The sad thing is had they any inkling of how to play their hand, they could have positioned themselves back to their roots of an environmentally focussed party that was able to work with National and Labour. Greens leadership stupidly made it clear prior to the election that they couldn't work with National.... and gave them absolutely no bargaining power in terms of negotiating a coalition agreement or supply and confidence agreement.
We should remember, NZ First have 9 seats and the Greens have 8... so why does NZ First get so much out of the current arrangement... because they inferred they could work with National and it strengthened their bargaining stance... even though it has become apparent that Winston never had any intention of siding with National. Why didn't the Greens infer the same?
The Greens have become politically irrelevant and they only have themselves to blame.
For the National Party/supportors to continue to dream about the Greens "working" with National to form a government only plays into Labour Green court.
Its National that needs to reinvent itself sufficiently to attract more votes!

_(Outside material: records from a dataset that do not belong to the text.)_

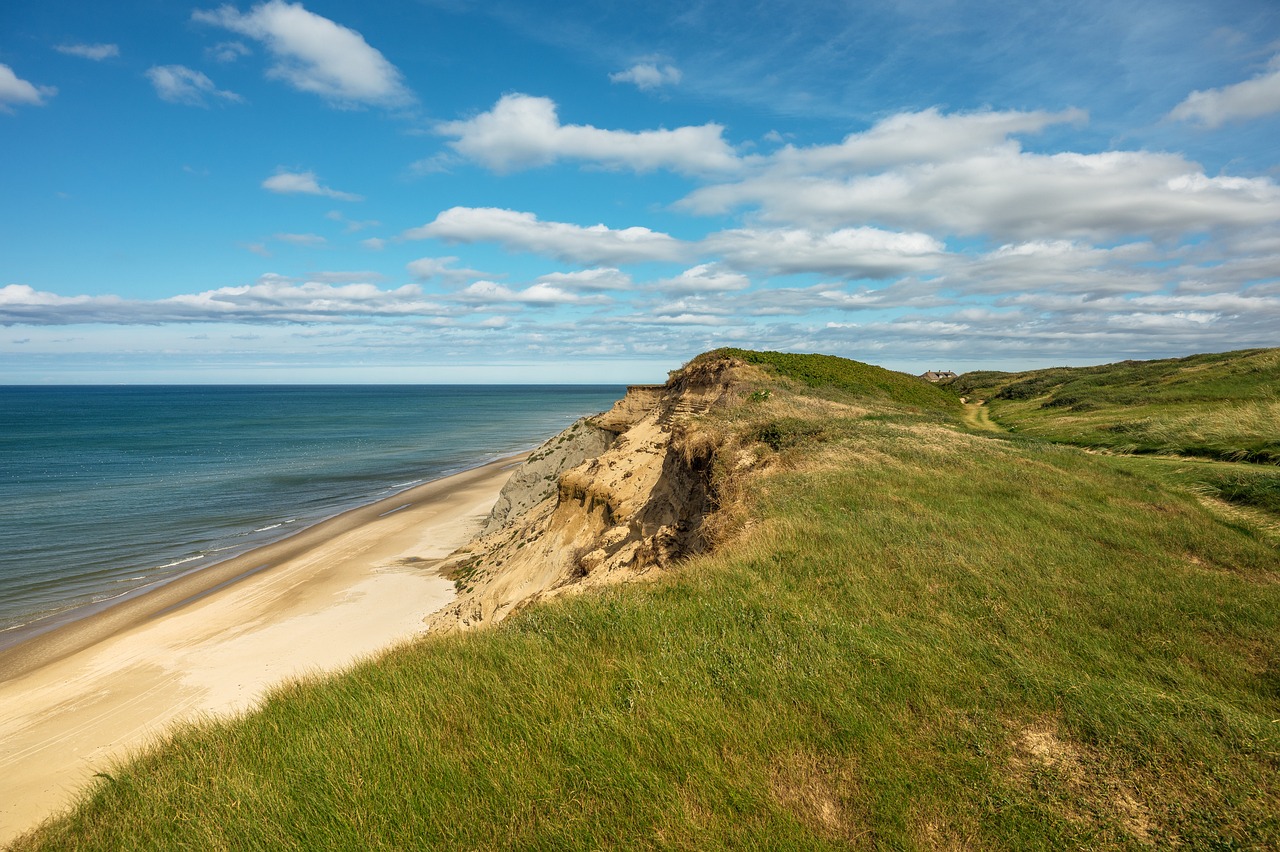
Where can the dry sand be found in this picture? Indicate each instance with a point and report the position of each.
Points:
(213, 642)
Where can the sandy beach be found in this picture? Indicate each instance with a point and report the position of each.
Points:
(78, 699)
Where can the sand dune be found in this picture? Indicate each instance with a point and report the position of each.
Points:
(78, 699)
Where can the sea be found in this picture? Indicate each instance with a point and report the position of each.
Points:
(105, 490)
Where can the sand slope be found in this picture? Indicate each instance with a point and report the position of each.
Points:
(215, 641)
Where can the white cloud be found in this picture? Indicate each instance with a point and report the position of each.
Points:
(704, 278)
(571, 243)
(227, 51)
(304, 183)
(648, 76)
(589, 280)
(273, 298)
(301, 239)
(536, 296)
(927, 136)
(351, 225)
(316, 55)
(524, 132)
(1061, 266)
(849, 252)
(443, 268)
(1002, 192)
(97, 53)
(14, 90)
(1216, 106)
(181, 85)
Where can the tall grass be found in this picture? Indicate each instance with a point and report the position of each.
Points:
(1219, 406)
(919, 640)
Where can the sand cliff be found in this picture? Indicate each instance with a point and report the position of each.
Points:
(634, 504)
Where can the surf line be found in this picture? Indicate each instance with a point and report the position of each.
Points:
(211, 590)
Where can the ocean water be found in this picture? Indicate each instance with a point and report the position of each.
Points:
(109, 489)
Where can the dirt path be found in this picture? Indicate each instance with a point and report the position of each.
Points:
(976, 417)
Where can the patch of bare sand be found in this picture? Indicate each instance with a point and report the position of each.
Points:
(216, 641)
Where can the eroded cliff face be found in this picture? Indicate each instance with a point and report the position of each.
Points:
(538, 477)
(638, 505)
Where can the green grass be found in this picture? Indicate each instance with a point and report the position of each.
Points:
(920, 639)
(1215, 406)
(851, 378)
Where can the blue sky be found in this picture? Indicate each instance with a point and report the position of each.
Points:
(449, 191)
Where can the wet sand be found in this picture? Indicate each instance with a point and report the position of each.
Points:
(80, 697)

New Zealand is moving to the Greens
I think National does need to do more to appeal to those who are concerned about the environment and what is left to the next generations (in the tradition of Burke...so surely this is a concern for them?). The problem I think they'll have is people not believing they're genuine in this area. It'll take some time.
If NZ is moving to the Greens then we should demand Greens command themselves better. Why are they getting such a raw deal in this coalition?.. cos Jacinda knows their support is a given. During the negotiations she had to offer plenty to Winston, but the Greens were an afterthought.
They need to infer they could work with National to get a better deal out of Labour... like NZ First did.
Its not about National needing to work with the Greens... its about the Greens needing to sell to Jacinda they could theoretically work with National.
Because of course Dunne and Peters were absolute bosom buddies in parliament.
Because of course the best fit for the Greens is with a party whose leader once said "The environment's reign of terror is over" and another senior member, when asked about Oravida's swamp Kauri activities and the draining of wetlands, replied "I don't care, they are swamps, I don't like swamps". Yup, perfectest fit imaginable.
This says more about Peter Dunne , than The Green Party.
Sell your soul to survive , rather than stick to your policies, albeit in a form that will be acceptable to coalition partners , and future governments. Only difference, I'm having a hard time remembering what United Future's policies were.